Keeping employee files — electronic or paper-based does little to motivate, communicate or promote teamwork. But by shifting away from conventional thinking regarding compensation confidentiality, and applying Internet-based technology, great strides to achieving corporate goals can be realized.

While it is no surprise that employees may be adverse to exposing traditionally confidential information such as compensation packages or personal history, there is information that can be posted with great benefit. For instance, posting salaries in a secure intranet removes all doubt for both the individual and the organization about the market value of each employee. It adds a level of accountability for each employee about what he or she should be earning once professional development and career milestones are achieved. When these types of openness are combined with well-defined goals on an intranet-based tool that monitors progress, the results can be extremely positive.

Understandably, managers need to carefully determine what information migrates onto an intranet site. It is important that employees see the information as being more accessible online and, more importantly, that it is relevant. (One caveat: the brakes must be able to be applied whenever necessary and not open the company to legal ramifications such as privacy issues.)

Convincing employees to accept Web-based HR tools requires a careful balance of sensitivity to company culture, and lobbying to change the status quo.
Here are some suggestions to ease the changeover for employees.

1. Communicate a solid case for moving HR online
Why is the change happening? Are there clear, well thought out messages about how this will benefit employees, as well as the HR department or corporation as a whole?

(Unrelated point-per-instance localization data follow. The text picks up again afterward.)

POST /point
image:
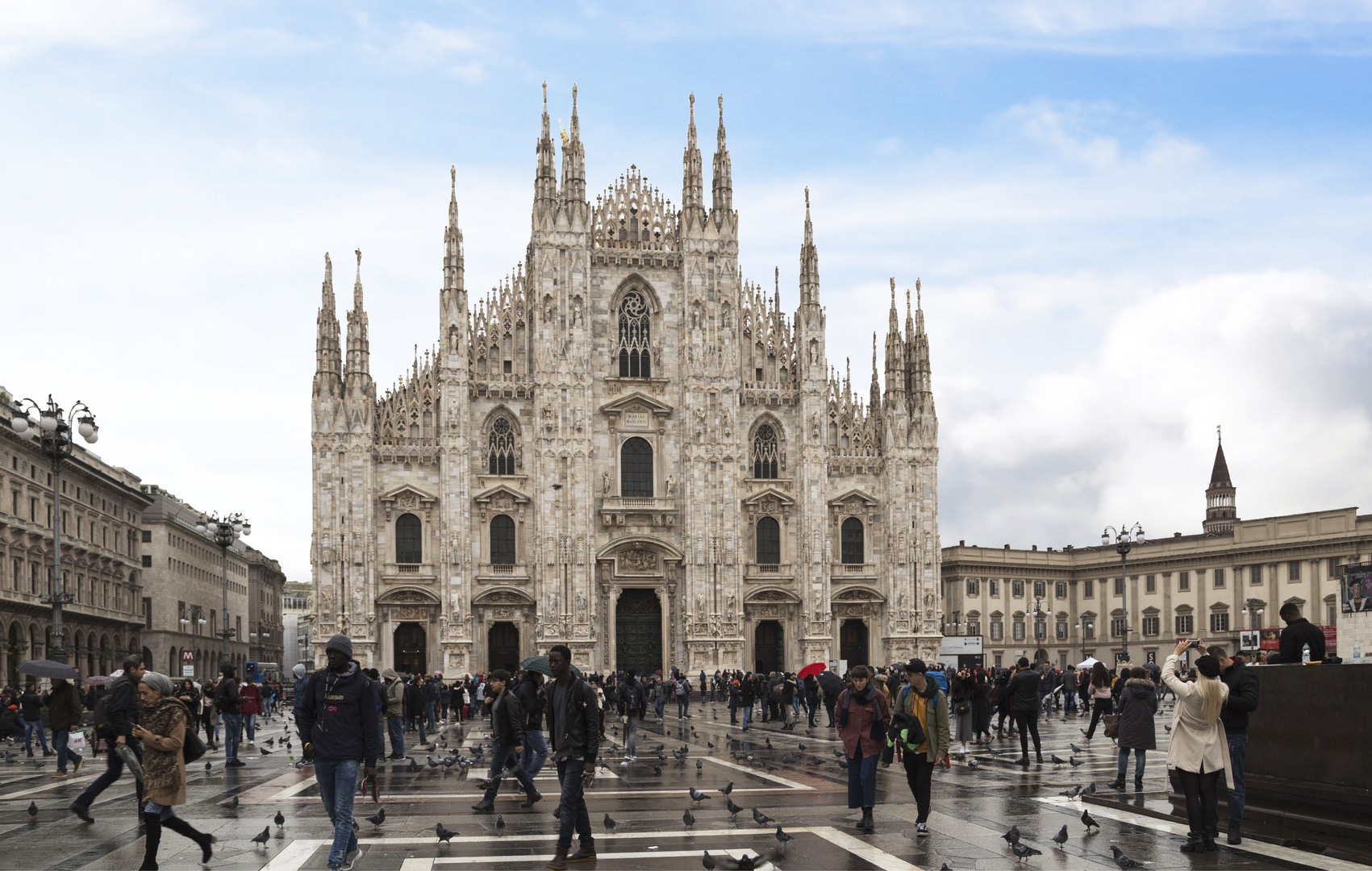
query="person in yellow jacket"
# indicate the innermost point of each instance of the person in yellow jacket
(924, 701)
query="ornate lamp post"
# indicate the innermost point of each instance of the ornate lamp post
(224, 532)
(52, 428)
(1125, 540)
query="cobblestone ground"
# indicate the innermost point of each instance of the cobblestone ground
(973, 806)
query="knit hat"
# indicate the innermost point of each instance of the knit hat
(158, 682)
(342, 644)
(1207, 665)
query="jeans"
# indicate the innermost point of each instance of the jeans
(504, 757)
(395, 728)
(571, 808)
(920, 774)
(1238, 749)
(1137, 761)
(630, 736)
(232, 736)
(59, 744)
(115, 767)
(862, 781)
(536, 751)
(29, 727)
(338, 786)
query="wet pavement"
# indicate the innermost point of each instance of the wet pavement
(972, 808)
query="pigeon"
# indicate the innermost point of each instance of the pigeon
(784, 839)
(1088, 820)
(1024, 851)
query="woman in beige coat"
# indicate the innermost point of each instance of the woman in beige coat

Often the change will improve efficiency and boost employee retention, so explain how this is achieved by moving to an intranet-based HR system. Change is stressful and without clearly defined benefits, it is hard to achieve acceptance.

Some companies are better suited to move onto a Web-based system. For example, if most of the employees are professionals who want to map out career paths, Web-based tools will be perceived as being of greater value than if your company employs mostly “assembly-line” workers whose information needs may be more static.

2. Treat your employees like customers
Find out what information employees want to access via intranet, and what level of security is required, by taking a poll or engaging focus groups. How do they gather HR information today? How many people do they have to approach for this information? Should employees be able to update certain data independently? Would employees feel more motivated if they could access HR information related to the team or division?

Going through formal feedback sessions with employees will help you understand the dynamics in your organization. It will also give employees a stake in the outcome and move them one step closer to accepting a new process. Remember, the cost may outweigh the benefits if employees don’t want the end product.

3. Use the intranet for team building
The intranet provides the perfect opportunity for a company to show how individual performance impacts the division or team, and more widely, the company. Set milestones on every level (individual, team and company) and show how an employee “win” translates into a company “win.”

What reward does the sales and marketing team receive when Elena reaches her sales target? What is the impact on the company when the development department is ready to launch a new product on time? Posting milestones and goals online alerts everyone to a team “win” or, on the flip side, to a lagging performance. Personal accountability is higher because each employee has to answer to his or her team, and the company.

With higher accountability, the odds are that an employee will use the HR online tools to monitor her performance and those of her peers.

4. Give incentives for switching
Aside from recognizing milestones, think about immediate incentives to reward employees who go online.

Set up tutorials for employees who want to learn how to use the new HR tools. These can be half-day sessions followed by a brief quiz. In each session, whoever answers the most questions correctly wins a prize such as a sweatshirt, day off or gift certificate.

5. Be prepared to evolve
Moving an HR system online is a process, not a one-time event. From the beginning, set a goal to revise the HR system based on employee feedback within the next year at a minimum.

As an HR manager, sit down with employees and use the intranet to reinforce its relevancy. Review personal information for accuracy, team information for milestones, and to update the company targets. Gather feedback and criticisms and be prepared to make modifications.

6. Budget for an investment in IT
The more effort put into developing an IT system, the more it will show its value and relevancy. It is been said that developing Web-based systems is akin to programming with one hand behind your back. That’s not to say the investment has to be huge. A company can set up simple, off-the-shelf HR system or customize a software package. But make sure the objectives and requirements have been identified carefully.

Take small steps if necessary. Introduce new HR tools one department at a time or set up a prototype, choosing a small, cohesive team first. Always plan to take small, practical steps and set milestones.